Es kann nicht gutgehen, Hulk Hogan zurückzuholen. Es war die weit verbreitete Meinung unter Wrestling-Fans vor 23 Jahren.
Ein WWE-Moment für die Ewigkeit
Der Mann, dessen Popularität WWE in den achtziger Jahren zur Weltmarke gemacht hatte, habe abgewirtschaftet, fanden damals viele. Lange vor dem folgenschweren Rassismus-Skandal und seinen bizarren Wahlwerbe-Auftritten für Donald Trump hatte sich das Image des Hulksters im Jahr 2002 zum Negativen verändert.
Der einstige Liebling der (Wrestling-)Nation galt damals für viele seiner einstigen Verehrer als verkommene Egomane, der nur auf den eigenen Vorteil aus sei.
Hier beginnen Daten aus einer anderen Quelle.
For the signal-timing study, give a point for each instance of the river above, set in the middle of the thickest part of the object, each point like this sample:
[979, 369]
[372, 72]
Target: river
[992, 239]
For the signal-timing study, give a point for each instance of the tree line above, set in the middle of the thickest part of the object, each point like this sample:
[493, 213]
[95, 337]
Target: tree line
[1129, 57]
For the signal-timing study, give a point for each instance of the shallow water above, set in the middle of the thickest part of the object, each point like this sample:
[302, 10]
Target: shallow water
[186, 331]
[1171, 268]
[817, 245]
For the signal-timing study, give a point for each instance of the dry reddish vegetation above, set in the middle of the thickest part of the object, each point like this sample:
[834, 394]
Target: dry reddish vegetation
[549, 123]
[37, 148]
Und als einer der Hauptschuldigen am Untergang des WWE-Konkurrenten WCW, zu dem Hogan 1994 gewechselt war und der 2001 nach einem zwischenzeitlichen Boom untergegangen war – nicht ohne Hogan vorher spektakulär unwürdig vom Hof zu jagen.
Es schien zu diesem Zeitpunkt undenkbar, dass der damals 48-Jährige nochmal auf der großen Wrestling-Bühne auftauchen würde. Und die Fans nochmal so begeistern würde wie zu seinen besten Zeiten, womöglich mehr denn je. Doch genau das geschah heute vor 23 Jahren mit dem legendären WrestleMania-Match gegen Dwayne „The Rock“ Johnson.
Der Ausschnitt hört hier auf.